San Diego Fire-Rescue Department

San Diego Firefighters, Lifeguards, Paramedics Reluctantly Accept Awards

The San Diego Fire-Rescue Foundation Service Awards allow emergency responders to honor one another

NBC Universal, Inc.

They’re all heroes, but good luck calling them that.

San Diego firefighters, paramedics, and lifeguards were honored Friday at the annual San Diego Fire-Rescue Foundation Service Awards.

“First-responders hate the term heroes, and if you ask them if they’re heroes, they will tell you they’re just doing their job,” said the foundation's executive director, Wendy Robinson.

“No, no, not at all,” said San Diego Lifeguard Ben Lewis, waving off the question. “It’s just a crew of guys doing our jobs, honestly.”

Every now and then, however, members of those crews are recognized by their peers for going above and beyond.

“This is the only event where the Fire-Rescue personnel recognize themselves,” explained Robinson. “They’re nominated, they’re voted on by their peers.”

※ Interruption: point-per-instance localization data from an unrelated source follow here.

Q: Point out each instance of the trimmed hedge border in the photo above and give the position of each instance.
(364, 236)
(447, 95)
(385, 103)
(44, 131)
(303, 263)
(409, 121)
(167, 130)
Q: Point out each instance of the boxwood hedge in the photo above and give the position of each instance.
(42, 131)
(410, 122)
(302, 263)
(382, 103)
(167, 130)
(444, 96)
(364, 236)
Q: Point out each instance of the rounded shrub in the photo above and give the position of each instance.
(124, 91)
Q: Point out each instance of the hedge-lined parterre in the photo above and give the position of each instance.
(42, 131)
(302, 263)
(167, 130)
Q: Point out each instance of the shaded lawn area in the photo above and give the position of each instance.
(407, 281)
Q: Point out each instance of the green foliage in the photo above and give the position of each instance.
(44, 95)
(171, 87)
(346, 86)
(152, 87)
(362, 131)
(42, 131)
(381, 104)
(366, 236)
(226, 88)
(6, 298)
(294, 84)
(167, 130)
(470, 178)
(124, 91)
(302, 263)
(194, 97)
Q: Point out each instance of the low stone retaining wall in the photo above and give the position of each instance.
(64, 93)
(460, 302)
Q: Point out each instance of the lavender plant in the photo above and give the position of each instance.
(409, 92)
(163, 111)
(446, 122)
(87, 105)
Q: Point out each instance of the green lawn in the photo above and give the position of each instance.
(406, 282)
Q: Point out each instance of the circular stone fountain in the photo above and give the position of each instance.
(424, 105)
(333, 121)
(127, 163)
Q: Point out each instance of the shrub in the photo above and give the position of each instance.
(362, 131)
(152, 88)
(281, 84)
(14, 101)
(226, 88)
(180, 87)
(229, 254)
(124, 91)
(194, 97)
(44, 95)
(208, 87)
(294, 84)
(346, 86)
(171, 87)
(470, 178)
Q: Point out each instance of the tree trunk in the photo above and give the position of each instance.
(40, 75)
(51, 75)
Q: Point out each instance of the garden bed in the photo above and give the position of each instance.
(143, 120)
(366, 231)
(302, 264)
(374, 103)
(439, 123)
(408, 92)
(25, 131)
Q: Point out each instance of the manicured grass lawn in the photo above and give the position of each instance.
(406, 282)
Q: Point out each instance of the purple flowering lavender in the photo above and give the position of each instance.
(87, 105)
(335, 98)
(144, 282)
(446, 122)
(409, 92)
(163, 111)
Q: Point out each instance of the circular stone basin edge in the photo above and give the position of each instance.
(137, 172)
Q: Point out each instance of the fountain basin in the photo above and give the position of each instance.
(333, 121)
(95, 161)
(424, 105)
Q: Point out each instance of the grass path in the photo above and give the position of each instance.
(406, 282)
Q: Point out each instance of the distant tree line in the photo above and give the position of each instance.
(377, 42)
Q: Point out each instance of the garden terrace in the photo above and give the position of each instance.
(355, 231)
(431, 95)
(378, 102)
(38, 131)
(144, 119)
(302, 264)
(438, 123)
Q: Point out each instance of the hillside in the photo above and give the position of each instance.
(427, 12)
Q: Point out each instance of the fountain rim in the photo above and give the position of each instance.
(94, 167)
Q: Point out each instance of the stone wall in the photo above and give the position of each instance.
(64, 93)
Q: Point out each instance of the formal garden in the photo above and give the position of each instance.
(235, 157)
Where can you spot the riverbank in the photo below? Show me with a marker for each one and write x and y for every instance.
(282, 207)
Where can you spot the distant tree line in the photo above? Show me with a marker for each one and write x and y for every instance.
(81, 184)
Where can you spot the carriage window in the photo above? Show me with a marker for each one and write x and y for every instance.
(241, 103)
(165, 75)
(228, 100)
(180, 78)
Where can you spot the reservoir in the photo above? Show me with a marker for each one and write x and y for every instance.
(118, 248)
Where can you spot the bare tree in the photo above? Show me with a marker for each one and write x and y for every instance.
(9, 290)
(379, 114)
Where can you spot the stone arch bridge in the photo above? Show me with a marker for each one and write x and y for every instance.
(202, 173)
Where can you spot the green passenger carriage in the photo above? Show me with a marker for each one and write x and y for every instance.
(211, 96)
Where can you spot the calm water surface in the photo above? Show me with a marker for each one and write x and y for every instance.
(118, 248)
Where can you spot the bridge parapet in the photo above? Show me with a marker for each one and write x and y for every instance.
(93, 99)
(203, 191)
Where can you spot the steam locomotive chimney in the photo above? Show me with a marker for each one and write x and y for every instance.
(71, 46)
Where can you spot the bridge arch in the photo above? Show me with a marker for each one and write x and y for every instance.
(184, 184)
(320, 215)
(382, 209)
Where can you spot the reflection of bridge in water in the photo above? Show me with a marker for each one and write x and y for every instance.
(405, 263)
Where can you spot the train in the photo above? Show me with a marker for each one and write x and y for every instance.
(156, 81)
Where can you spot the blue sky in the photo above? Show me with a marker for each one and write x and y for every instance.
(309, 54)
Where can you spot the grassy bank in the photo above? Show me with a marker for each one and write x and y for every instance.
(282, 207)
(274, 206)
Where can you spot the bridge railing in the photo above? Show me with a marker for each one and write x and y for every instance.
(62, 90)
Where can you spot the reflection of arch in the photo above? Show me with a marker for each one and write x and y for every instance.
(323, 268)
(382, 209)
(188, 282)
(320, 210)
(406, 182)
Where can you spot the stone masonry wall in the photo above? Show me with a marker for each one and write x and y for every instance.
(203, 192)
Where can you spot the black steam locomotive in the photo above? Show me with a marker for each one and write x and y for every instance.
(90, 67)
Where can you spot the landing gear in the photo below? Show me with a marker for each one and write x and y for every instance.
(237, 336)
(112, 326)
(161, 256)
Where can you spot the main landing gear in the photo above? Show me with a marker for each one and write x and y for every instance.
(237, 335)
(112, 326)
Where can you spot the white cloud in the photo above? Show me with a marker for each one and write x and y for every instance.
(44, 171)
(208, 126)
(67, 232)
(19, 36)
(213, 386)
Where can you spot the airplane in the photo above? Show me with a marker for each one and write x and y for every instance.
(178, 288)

Lewis was recognized for his heroism alongside U.S. Navy Petty Officer 1st Class Cale Foy for an incident involving a boat that capsized last May right off the coast of Point Loma. Lewis was the first lifeguard to arrive in a boat. Foy just happened to be walking onshore with his family when he saw the boat and ran into the waves.

“It was a crazy experience,” Foy said. “People were jumping out left and right, and that’s my job in the Navy, so, went and did what I could.”

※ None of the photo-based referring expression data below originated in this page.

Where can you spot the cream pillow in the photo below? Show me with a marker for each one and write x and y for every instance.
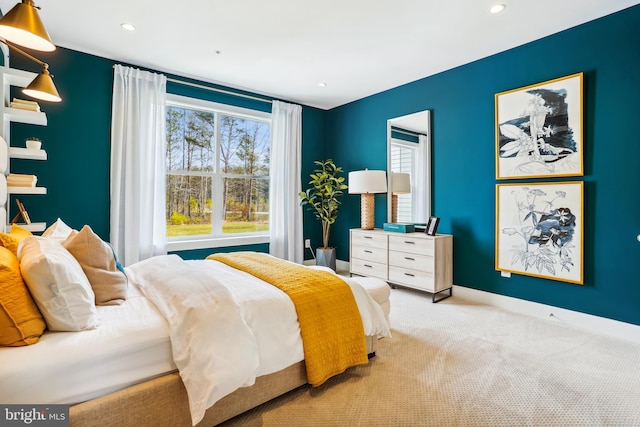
(57, 231)
(58, 285)
(20, 321)
(12, 240)
(98, 261)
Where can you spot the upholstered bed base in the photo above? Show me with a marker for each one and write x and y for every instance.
(163, 401)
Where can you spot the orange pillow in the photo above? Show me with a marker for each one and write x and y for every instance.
(20, 320)
(12, 240)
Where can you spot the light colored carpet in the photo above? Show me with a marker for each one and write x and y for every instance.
(456, 363)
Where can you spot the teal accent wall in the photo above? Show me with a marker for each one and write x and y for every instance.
(607, 50)
(78, 142)
(463, 154)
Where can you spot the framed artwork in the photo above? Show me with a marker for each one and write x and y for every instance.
(539, 130)
(432, 225)
(539, 230)
(22, 213)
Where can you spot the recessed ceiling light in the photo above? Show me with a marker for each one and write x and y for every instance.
(497, 8)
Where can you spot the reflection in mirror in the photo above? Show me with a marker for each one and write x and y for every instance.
(409, 152)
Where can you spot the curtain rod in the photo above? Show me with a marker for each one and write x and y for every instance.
(241, 95)
(227, 92)
(406, 132)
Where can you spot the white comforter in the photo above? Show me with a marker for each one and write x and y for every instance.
(197, 297)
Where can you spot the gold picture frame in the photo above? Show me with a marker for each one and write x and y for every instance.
(539, 130)
(540, 230)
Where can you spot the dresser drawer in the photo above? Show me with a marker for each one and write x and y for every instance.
(412, 261)
(413, 278)
(416, 245)
(369, 268)
(369, 239)
(369, 253)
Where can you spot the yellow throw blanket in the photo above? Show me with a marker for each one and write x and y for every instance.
(330, 323)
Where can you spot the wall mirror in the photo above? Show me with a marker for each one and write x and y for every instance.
(409, 168)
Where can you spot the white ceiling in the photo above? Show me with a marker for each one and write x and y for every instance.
(284, 48)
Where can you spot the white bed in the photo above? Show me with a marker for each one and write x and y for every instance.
(132, 345)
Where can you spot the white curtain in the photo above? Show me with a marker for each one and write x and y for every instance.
(421, 188)
(285, 212)
(138, 227)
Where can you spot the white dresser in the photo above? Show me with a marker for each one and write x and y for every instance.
(414, 260)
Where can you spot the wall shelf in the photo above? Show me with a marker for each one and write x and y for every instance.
(26, 190)
(25, 153)
(19, 78)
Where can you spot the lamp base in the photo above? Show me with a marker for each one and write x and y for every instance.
(394, 208)
(367, 204)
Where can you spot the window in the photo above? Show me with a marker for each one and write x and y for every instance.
(403, 155)
(217, 174)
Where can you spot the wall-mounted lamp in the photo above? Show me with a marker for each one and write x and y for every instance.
(22, 26)
(400, 184)
(367, 183)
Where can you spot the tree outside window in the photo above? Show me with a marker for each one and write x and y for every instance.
(217, 167)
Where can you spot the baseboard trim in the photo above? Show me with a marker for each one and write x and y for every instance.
(340, 265)
(589, 322)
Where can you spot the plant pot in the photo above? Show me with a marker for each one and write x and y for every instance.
(326, 257)
(33, 144)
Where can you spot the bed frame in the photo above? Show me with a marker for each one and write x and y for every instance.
(162, 402)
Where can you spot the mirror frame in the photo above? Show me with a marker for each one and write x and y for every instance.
(425, 129)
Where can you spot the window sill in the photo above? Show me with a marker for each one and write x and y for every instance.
(219, 242)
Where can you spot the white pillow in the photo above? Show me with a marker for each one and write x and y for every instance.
(57, 231)
(58, 285)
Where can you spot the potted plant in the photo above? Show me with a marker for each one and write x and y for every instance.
(322, 199)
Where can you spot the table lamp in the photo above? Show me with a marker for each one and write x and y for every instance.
(367, 183)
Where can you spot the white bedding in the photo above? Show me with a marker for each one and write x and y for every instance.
(132, 343)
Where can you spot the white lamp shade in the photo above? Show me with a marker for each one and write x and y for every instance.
(367, 181)
(400, 183)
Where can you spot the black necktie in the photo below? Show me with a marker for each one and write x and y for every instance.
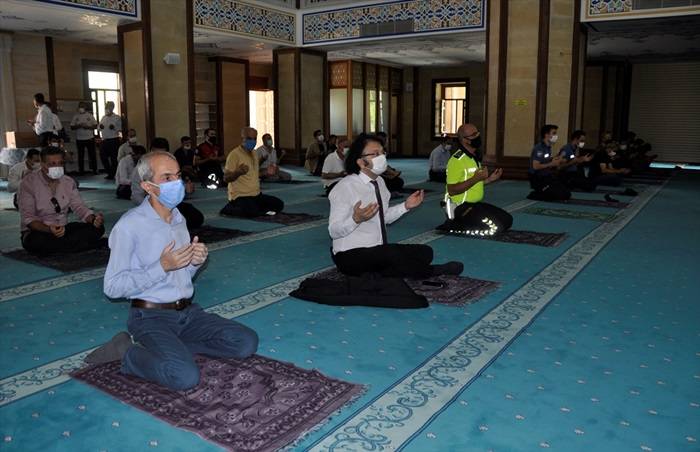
(381, 211)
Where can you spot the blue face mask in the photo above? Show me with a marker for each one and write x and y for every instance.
(171, 193)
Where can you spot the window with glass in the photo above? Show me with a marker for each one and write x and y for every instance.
(451, 101)
(103, 87)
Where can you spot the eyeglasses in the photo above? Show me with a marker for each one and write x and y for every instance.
(56, 205)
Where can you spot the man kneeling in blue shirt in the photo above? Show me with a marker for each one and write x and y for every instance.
(152, 263)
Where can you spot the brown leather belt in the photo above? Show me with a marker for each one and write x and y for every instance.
(178, 305)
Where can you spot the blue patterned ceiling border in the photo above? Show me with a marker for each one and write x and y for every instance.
(429, 16)
(246, 19)
(127, 8)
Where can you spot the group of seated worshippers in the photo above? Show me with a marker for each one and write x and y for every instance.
(553, 177)
(242, 174)
(45, 198)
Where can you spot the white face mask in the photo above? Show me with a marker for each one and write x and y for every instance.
(379, 164)
(56, 172)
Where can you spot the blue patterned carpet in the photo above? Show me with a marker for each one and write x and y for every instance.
(594, 344)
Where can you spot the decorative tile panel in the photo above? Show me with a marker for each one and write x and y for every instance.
(246, 19)
(120, 7)
(425, 15)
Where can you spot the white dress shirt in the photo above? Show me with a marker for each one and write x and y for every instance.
(332, 164)
(84, 119)
(44, 120)
(347, 234)
(107, 120)
(14, 177)
(125, 168)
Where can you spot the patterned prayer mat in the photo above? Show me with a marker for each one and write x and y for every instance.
(594, 203)
(99, 257)
(573, 214)
(444, 289)
(546, 239)
(287, 219)
(257, 404)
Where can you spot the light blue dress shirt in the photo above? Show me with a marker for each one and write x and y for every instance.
(136, 243)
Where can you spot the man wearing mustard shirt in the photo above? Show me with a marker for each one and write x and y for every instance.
(241, 173)
(466, 178)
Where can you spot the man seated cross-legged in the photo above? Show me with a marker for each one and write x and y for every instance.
(152, 263)
(45, 198)
(466, 178)
(359, 214)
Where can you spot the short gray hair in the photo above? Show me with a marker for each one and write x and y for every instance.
(144, 169)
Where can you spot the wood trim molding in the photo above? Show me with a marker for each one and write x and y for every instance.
(542, 68)
(191, 90)
(48, 41)
(502, 72)
(575, 65)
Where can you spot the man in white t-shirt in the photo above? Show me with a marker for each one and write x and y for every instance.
(110, 127)
(269, 164)
(334, 166)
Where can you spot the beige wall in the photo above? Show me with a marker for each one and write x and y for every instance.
(474, 72)
(170, 82)
(286, 99)
(135, 93)
(30, 75)
(234, 105)
(521, 77)
(559, 66)
(204, 79)
(68, 68)
(311, 96)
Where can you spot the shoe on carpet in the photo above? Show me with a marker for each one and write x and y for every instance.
(113, 350)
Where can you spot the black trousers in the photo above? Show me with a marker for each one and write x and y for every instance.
(470, 217)
(193, 217)
(252, 206)
(124, 192)
(395, 184)
(393, 260)
(208, 168)
(437, 176)
(89, 146)
(108, 154)
(548, 188)
(77, 238)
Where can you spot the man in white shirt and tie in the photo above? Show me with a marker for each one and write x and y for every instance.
(43, 121)
(84, 124)
(359, 214)
(110, 127)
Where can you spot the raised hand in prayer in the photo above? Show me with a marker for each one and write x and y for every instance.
(362, 214)
(172, 259)
(200, 252)
(415, 199)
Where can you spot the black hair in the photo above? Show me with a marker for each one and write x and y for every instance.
(31, 153)
(138, 149)
(160, 143)
(51, 150)
(578, 134)
(356, 149)
(546, 129)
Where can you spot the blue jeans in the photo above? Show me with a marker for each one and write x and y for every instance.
(168, 339)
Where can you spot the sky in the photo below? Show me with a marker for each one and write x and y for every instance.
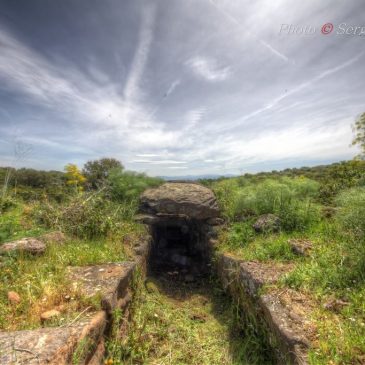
(180, 87)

Foy, who is a Navy rescue swimmer. has two rescues under his belt in the Navy. The capsized boat was the first time his three children saw him in action.

“It was a good thing for them to see and actually see Dad doing his job,” Foy said with a smile.

Foy, Lewis and other lifeguards rescued more than 20 people from the boat.

“That was the most significant rescue that I’ve been a part of,” said a smiling Lewis, who still doesn’t want to be called a hero.